After two years of on-again, off-again negotiations, Allegiant Travel Co. flight attendants have made little headway in their negotiations with management to forge their first union contract.

But as about 20 of them picketed in front of the company headquarters on Wednesday, they had received a bit of a boost over the weekend in their efforts to pressure the company by highlighting operating snafus at the Allegiant Air unit. An Allegiant flight from McCarran International Airport on Sunday that arrived at Mesa, Ariz., four hour and 20 minutes late received international attention when a passenger posted to YouTube a video of passengers breaking out in a spontaneous rendition of the song, “I Believe I Can Fly.”

“We’re hoping that Maury (chairman and CEO Maurice Gallagher Jr.) will being to realize the value that employees bring to the company and negotiate seriously,” said Debra Petersen-Barber, a flight attendant and lead negotiator on behalf of about 600 flight attendants. “There is also a board of directors, and we’re hoping some of them will stand up to (Gallagher) and say, ‘Enough is enough.’”

The flight attendants voted for representation by the Transport Workers Union in December 2010. Talks began the following June but have been stalled over several issues for the past nine months.

Company spokesman Brian Davis declined to comment on specifics.

“Management is interested in attacking issues, not each other,” he said. “We’re working with the union in good faith on a range of issues and trying to reach solutions beneficial to both.”

Although a number of disagreements have cropped up, the three main areas outlined by Petersen-Barber include:

— A dues check, where union dues are automatically deducted from pay much like taxes. Gallagher has adamantly opposed this, but the union claims it is necessary to fund itself.

— So-called duty regs, allowing flight attendants to receive compensation for time on a shift where they are not actually working on the plane, such as during major delays due to mechanical problems. The company has said the flight attendants are already fairly compensated, but Petersen-Barber said they are more interested in making the company call in fresh crews for unusually long shifts rather than money.

— The length of the contract. The company wants a long term for financial certainty, but the union prefers a short one the first time so any shortcomings can be corrected.

“We want this company to be successful,” Petersen-Barber said. “We just want a fair contract.”

According to Davis, the ill-starred Flight 582 to Mesa pushed back from the gate four different times, and had to return twice due to unspecified mechanical problems and once due to a passenger illness. The latter instance necessitated changing plans.

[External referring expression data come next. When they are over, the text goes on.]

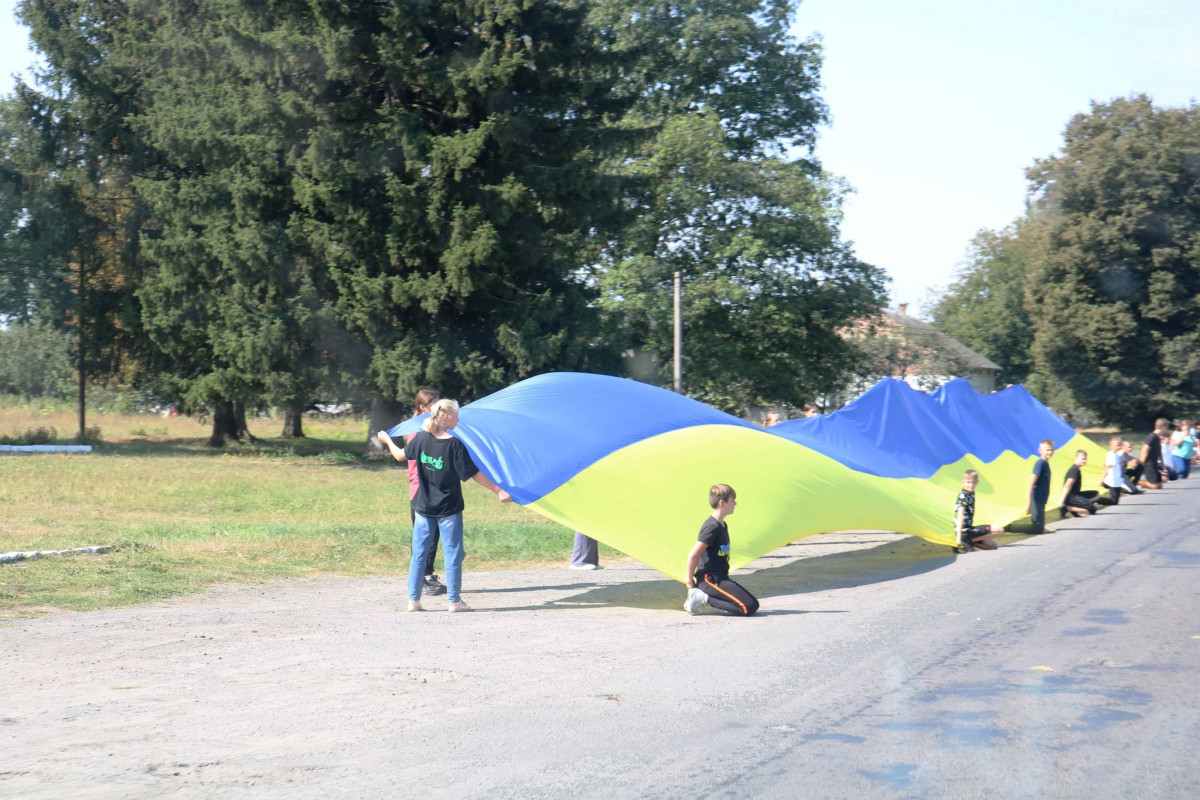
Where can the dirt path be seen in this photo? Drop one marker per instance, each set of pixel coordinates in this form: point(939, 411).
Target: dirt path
point(329, 689)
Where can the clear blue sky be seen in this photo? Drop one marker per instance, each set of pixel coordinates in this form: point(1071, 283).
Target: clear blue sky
point(939, 106)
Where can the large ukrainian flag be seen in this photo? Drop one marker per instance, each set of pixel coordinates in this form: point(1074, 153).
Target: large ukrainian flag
point(630, 464)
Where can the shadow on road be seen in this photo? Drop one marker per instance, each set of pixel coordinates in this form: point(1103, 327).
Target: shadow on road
point(793, 575)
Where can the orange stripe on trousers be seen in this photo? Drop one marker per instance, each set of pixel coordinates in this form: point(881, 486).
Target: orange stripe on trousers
point(744, 609)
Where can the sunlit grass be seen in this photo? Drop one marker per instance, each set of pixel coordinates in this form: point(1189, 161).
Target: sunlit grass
point(187, 517)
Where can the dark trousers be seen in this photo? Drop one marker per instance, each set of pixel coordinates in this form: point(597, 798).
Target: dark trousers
point(1037, 523)
point(1083, 500)
point(586, 551)
point(726, 595)
point(433, 542)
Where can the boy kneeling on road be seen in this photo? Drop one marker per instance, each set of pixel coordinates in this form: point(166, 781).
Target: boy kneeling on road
point(708, 563)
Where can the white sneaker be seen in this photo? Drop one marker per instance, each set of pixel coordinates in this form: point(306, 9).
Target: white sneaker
point(695, 600)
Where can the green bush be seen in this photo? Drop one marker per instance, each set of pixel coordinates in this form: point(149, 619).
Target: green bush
point(35, 361)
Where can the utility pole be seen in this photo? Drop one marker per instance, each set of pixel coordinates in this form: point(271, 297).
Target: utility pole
point(678, 348)
point(81, 302)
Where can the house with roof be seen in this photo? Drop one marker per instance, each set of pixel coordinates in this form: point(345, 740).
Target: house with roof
point(924, 356)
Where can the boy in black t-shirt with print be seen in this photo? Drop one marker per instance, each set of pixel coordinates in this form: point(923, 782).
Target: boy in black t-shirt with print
point(708, 563)
point(1074, 499)
point(969, 534)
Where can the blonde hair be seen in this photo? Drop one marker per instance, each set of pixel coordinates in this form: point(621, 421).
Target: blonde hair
point(438, 411)
point(424, 397)
point(720, 492)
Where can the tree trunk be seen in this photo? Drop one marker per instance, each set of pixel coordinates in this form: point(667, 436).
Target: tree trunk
point(239, 417)
point(384, 414)
point(293, 428)
point(225, 427)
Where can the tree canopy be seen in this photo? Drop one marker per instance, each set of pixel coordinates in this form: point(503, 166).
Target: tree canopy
point(1095, 288)
point(259, 203)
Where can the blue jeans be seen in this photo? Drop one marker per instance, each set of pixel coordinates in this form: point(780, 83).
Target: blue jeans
point(425, 529)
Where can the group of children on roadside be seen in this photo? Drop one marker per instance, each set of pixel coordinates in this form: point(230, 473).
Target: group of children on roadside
point(439, 464)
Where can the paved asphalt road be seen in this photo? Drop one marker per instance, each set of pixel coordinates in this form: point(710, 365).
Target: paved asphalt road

This led to about 90 minutes of waiting in Concourse D at McCarran and two other stretches of one hour and 20 minutes each on the plane in temperatures of about 110 degrees. The limited cooling capabilities of Allegiant’s MD-80 series jet liners aggravated the wait on board.

The passenger-made YouTube video had already received nearly one million view hits by Wednesday afternoon and several other versions were added. Although it shows passengers in a party mood during the delays, Petersen-Barber said flight attendants in other parts of the plane were “subjected to verbal abuse, being called horrible names.”

Flights attendants could strike if other methods don’t lead to a contract, and the company has already trained people elsewhere in the company to take their places. But the attendants says they want to avoid this scenario.

“I’m proud the way Allegiant makes profits, but I am not proud of the way they have treated us,” said flight attendant Diane Chimko. Recalling her days at Continental Airlines when labor strife was rampant, she added, “I never want to do that again.”